The EndoPep-MS method developed to detect BoNT/C in serum was able to identify the target at a 2-fold higher concentration than the MBA (1 mLD50/500 µL vs. 0.5 mLD50/500 µL). Conversely, the LoD of our EndoPep-MS method applied to broth cultures was lower than the MBA. This latter result guests that the MBA was slightly less sensitive than EndoPep-MS (2 mLD50/500 µL vs 4mLD50/500 µL). In the feces spiked with BoNT/C, the presence of nonspecific peaks prevented comparison between the two tests as observed in sensitivity tests.

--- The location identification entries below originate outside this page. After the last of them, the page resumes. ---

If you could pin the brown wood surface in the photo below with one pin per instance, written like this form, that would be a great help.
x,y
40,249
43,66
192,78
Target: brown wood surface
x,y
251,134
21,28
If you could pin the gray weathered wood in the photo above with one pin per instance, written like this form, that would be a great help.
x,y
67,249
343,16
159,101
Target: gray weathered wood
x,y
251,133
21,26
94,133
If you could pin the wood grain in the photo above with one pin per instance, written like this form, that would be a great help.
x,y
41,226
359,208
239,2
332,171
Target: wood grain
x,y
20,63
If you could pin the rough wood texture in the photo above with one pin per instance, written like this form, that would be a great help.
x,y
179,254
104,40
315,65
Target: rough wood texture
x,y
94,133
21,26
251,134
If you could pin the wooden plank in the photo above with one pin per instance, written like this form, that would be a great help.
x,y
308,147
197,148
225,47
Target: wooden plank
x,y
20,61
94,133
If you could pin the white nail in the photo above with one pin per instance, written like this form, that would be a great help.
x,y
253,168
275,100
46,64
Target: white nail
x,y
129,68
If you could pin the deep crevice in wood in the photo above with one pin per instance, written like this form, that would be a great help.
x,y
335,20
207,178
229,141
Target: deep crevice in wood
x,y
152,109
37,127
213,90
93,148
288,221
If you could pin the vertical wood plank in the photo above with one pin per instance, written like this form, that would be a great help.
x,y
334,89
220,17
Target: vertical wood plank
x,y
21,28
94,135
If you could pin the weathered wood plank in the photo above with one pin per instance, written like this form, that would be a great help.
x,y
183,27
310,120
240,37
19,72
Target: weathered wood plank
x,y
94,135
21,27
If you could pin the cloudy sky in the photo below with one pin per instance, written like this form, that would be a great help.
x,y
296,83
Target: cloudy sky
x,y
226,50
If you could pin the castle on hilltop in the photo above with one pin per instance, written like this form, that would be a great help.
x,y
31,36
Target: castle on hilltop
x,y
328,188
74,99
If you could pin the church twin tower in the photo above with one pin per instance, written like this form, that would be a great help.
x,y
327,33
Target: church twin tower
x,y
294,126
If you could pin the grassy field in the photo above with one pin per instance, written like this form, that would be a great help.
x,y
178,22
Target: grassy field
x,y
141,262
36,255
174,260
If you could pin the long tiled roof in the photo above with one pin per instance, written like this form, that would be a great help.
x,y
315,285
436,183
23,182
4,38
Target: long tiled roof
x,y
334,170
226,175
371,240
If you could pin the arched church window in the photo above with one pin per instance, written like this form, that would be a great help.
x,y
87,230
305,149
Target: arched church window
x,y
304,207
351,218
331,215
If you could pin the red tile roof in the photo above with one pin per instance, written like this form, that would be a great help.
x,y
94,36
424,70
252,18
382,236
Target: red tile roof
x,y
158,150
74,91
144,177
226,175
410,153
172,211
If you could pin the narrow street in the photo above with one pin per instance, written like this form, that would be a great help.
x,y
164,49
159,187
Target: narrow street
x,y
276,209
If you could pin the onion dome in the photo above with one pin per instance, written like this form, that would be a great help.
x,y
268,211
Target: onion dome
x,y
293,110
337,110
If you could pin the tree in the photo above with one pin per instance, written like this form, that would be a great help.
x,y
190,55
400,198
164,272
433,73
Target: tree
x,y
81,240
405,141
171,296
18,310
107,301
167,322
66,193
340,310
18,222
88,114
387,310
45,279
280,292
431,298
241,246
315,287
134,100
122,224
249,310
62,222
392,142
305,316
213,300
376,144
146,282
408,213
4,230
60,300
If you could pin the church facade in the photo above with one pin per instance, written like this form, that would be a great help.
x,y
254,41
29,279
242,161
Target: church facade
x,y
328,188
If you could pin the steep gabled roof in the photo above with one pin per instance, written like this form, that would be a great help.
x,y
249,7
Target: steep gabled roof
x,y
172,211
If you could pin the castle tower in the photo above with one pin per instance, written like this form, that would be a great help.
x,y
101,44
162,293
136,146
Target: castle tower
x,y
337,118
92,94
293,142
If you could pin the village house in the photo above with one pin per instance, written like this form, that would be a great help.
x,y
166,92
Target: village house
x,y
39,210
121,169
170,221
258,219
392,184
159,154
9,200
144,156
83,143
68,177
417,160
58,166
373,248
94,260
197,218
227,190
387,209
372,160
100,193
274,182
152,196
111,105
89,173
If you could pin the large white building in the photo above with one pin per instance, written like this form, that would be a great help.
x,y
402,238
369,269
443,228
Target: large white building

The LoD of the MBA was in this case 4 mLD50/500 µL. The LoD of BoNT/D in serum and feces were 2-fold lower for EndoPep-MS than for the MBA (1 mLD50 /500 µL vs. 2 mLD50/500 µL for serum and 2 mLD50/500 µL vs. 4 mLD50/500 µL for feces, respectively) whereas a higher LoD was observed for EndoPep-MS than for the MBA (2 mLD50 /500 µL vs. 4 mLD50/500 µL) in the case of broth culture.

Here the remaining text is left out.